As we shall see in chapter III, the passage from which I have quoted a description of the arising of feeling states that as the process continues apperception and identification of the experience in question take place. I have also suggested, partly in the light of this passage but also in the light of others (which are discussed fully in chapter V) that
vedanā is not to be understood as mere feeling but that it is part of the cognitive process as a whole. It follows from this suggestion that
phassa is also a
sine qua non of the cognitive process as a whole. That this is the case is explicitly supported by some canonical passages in which
phassa is found. In the
Brahmājāla Sutta, in which the Buddha systematically refutes a wide variety of views held by Brahmans and ascetics,
phassa is stated to be involved in each and every one of the views referred. Without
phassa, the
Sutta states, none of those views would be held. All of the views arise because of continual contact in the six spheres of contact. And in the
Saṃyutta Nikāya we read that (visual) contact is defined as the meeting, coincidence, coming together of eye, visible object and consciousness. Later the passage states: "Contacted one feels, contacted one thinks, and contacted one apperceives". In a description of the five
khandhas in the
Khandha Saṃyutta of the
Saṃyutta Nikāya we read that it is from the arising of
phassa that
vedanā, saññā and samkhāra arise, and from its cessation that they cease. In the same passage,
rūpa is said to arise and cease according to the arising and cessation of food (
āhāra), and
viññāṇa arises and ceases according to the arising and cessation of
namarūpa. These differences are unsurprising if one remembers that the classification into
khandhas is an analysis rather than a prescription for the arising of the human being. What is meant, therefore, is that the body is dependent for its functioning on food; and
vedanā, saññā and samkhārā are dependent for their functioning on
phassa (which the passage has defined as the conscious sensory event).

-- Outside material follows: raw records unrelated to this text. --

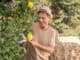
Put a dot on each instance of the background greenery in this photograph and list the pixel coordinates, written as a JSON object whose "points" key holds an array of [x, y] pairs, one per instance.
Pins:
{"points": [[16, 18]]}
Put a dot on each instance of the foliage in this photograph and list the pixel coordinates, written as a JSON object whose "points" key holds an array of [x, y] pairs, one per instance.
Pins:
{"points": [[16, 18]]}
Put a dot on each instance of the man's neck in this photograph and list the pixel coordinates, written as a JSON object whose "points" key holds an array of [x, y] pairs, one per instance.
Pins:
{"points": [[44, 28]]}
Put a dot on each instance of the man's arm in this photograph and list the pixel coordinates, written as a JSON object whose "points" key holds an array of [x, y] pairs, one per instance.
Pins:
{"points": [[48, 49]]}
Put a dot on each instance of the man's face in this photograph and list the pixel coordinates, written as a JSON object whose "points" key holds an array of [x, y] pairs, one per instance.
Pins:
{"points": [[43, 19]]}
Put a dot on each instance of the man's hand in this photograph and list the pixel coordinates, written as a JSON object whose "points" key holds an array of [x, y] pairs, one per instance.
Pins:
{"points": [[48, 49]]}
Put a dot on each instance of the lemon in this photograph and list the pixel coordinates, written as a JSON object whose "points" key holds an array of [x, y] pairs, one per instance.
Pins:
{"points": [[30, 5], [29, 36]]}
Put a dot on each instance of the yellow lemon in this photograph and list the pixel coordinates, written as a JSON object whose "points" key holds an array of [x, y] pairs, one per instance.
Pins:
{"points": [[30, 5], [29, 36]]}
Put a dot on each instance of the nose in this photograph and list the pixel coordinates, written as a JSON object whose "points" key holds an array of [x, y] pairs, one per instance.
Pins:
{"points": [[40, 20]]}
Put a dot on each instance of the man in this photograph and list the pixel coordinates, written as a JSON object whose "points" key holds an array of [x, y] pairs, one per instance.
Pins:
{"points": [[44, 36]]}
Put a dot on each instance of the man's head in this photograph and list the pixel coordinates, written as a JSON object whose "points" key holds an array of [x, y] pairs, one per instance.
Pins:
{"points": [[44, 16]]}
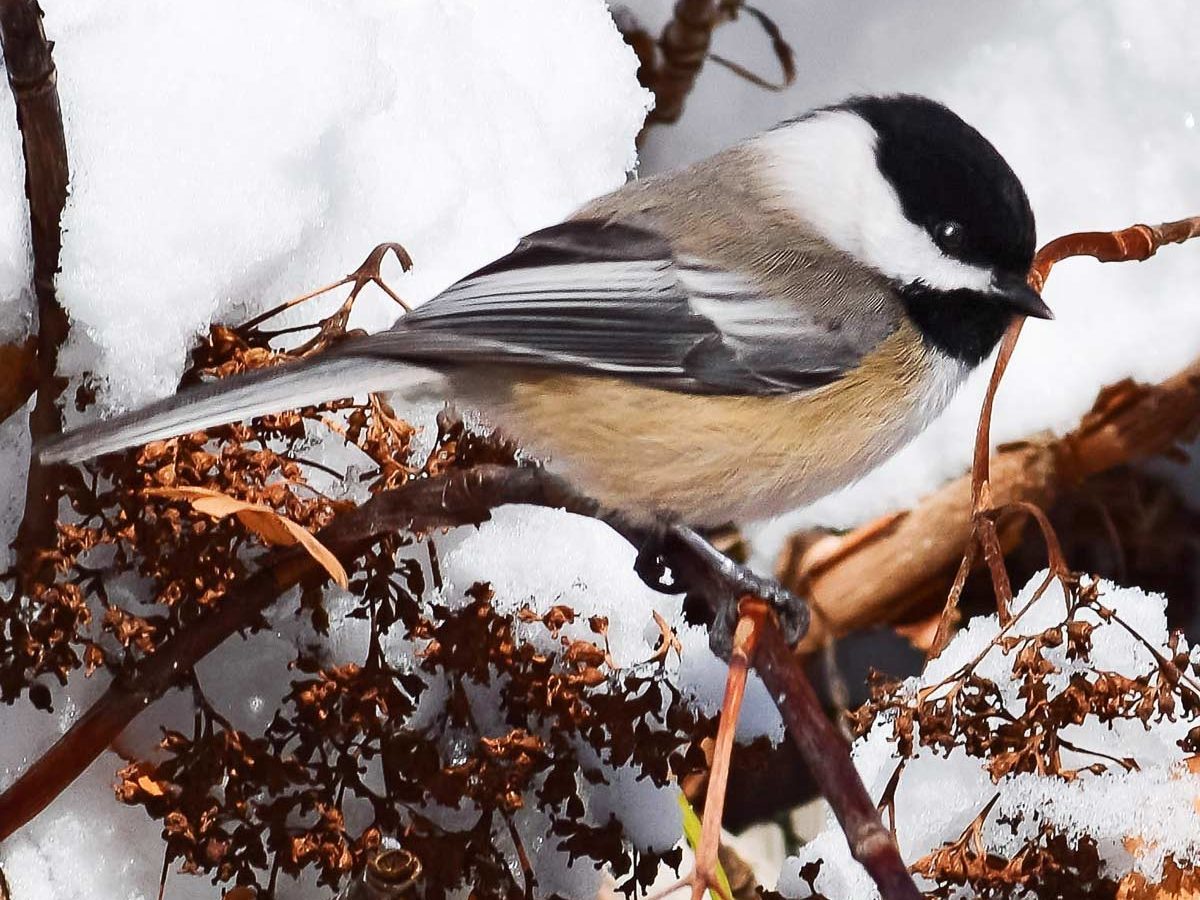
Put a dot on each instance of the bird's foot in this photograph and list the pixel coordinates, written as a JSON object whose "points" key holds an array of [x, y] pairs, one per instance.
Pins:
{"points": [[726, 583]]}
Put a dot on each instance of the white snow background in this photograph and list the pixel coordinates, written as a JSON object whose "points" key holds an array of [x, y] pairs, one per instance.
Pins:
{"points": [[228, 155]]}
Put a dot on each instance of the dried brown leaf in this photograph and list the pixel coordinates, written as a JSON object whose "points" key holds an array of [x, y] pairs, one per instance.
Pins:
{"points": [[267, 523]]}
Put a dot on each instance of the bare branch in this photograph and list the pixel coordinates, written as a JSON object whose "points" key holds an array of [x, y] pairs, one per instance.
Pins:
{"points": [[34, 82]]}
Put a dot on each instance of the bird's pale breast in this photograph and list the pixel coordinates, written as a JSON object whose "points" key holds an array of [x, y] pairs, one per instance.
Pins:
{"points": [[709, 460]]}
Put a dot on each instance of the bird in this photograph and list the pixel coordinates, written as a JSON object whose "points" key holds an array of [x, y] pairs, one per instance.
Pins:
{"points": [[719, 343]]}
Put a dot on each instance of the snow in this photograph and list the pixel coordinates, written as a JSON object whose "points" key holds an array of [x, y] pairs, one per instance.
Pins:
{"points": [[229, 155], [1092, 103], [257, 171], [1138, 819]]}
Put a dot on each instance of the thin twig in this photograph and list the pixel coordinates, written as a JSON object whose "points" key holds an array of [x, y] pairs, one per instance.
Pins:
{"points": [[898, 567], [463, 497], [34, 82]]}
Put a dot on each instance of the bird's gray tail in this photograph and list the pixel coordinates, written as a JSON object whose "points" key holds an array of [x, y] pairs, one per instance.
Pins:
{"points": [[229, 400]]}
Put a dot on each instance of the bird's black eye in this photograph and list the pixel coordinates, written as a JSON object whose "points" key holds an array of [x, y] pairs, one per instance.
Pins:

Viññāṇa is not dependent on
phassa since
phassa involves
viññāṇa. It is, rather, dependent on
namarūpa.
Nāmarūpa is discussed in chapter VI, when it will become clearer in what sense
viññāṇa might be said to be dependent on it.
It appears from what we have seen thus far that it is reasonable to describe
phassa, which is defined as the contact which takes place when
viññāṇa, sense organ and sense object come together, as a conscious sensory event, as I have suggested.